WASHINGTON-Wireless-wireline interconnection reforms proposed by federal regulators mark the beginning of a revolutionary process to redefine the relationship between commercial mobile radio service providers and local telephone companies, an exercise tied to the broader policy goal of local competition.
In addition to establishing interconnection parity, policymakers want to level the playing field in local markets by developing new procedures for distributing telephone numbers, area codes and specialty codes and for transferring consumers’ telephone numbers from, for example, a wireline to a wireless carrier. The process is called portability.
The transition from a monopoly to a competitive environment in the local telephone market is unlikely to be smooth. For one thing, the jurisdictional boundaries for interconnection and numbering issues are not entirely clear. Generally speaking, the Federal Communications Commission oversees interstate telecommunications and states regulate intrastate traffic.
Within the FCC, the lines of authority governing wireless-wireline interconnection are blurred as well. The telecommunications reform bill struggling toward passage in the GOP-led Congress should offer some direction in that regard, though the FCC is not waiting.
Michele Farquhar, new chief of the Wireless Telecommunications Bureau, has said that local competition depends on interconnection guidelines being fair and equitable across the board. But the CMRS-LEC interconnection proceeding is in the hands of the Common Carrier Bureau, which is more familiar with traditional monopoly local landline telephone regulation.
However, that historic bias is offset to some degree by the fact that the Common Carrier Bureau is headed by Regina Keeney, who until just recently was chief of the Wireless Telecommunications Bureau.
The “bill and keep,” or reciprocal termination plan proposed on an interim basis by the FCC last month calls for wireless and wireline carriers to keep revenues from calls each generates and to terminate the others’ traffic at no charge. That model currently is used by LECs for terminating each others’ traffic and by Internet online network service providers.

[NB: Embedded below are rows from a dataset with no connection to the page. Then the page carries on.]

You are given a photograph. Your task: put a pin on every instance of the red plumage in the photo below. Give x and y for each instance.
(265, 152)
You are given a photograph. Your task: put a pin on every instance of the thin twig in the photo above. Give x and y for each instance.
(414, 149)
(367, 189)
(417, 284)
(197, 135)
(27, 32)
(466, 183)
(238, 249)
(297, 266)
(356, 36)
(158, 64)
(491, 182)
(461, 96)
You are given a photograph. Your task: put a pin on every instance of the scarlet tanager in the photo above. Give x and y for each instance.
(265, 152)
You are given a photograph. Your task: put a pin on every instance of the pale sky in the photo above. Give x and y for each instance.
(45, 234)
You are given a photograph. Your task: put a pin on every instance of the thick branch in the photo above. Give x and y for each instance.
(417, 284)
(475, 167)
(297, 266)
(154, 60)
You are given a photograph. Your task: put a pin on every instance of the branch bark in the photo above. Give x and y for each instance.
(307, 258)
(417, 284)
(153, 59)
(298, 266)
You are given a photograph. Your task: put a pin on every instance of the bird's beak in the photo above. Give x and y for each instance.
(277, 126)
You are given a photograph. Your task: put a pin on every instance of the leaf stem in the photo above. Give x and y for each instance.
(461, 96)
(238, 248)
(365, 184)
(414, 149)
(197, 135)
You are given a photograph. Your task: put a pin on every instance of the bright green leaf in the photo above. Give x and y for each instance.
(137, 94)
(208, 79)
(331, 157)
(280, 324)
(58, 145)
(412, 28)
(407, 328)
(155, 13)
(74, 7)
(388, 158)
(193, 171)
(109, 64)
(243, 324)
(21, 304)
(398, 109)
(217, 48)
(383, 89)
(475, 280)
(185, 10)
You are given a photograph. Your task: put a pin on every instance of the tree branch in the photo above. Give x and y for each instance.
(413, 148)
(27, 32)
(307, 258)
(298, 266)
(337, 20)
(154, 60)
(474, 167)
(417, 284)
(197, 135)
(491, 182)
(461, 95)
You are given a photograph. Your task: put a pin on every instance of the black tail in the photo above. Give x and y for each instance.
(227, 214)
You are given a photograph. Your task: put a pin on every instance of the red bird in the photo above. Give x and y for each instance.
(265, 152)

Bell and other local telephone companies today charge paging, cellular, specialized mobile radio and personal communications services operators between two and three cents per-minute to terminate wireless signals on the landline network, according to industry figures. Yet wireless carriers receive no compensation for terminating calls that originate on the landline network. It is estimated that cellular carriers paid $800 million to LECs in 1994.
The FCC also is considering flat-rate access fees for dedicated transmission facilities connecting LEC and CMRS networks, believing such charges should approximate those associated with similar interconnection arrangements, and that details about them should be public.
That the FCC proposed to embrace an interim CMRS-LEC interconnection policy is particularly significant, according to Cellular Telecommunications Industry Association President Thomas Wheeler. He called the FCC initiative the most important in years-in financial terms-for the wireless telecommunications industry.
The United States Telephone Association, while declining to comment on the specifics of the proposal, said it would have preferred to see the issue addressed in a comprehensive interconnection rulemaking proceeding.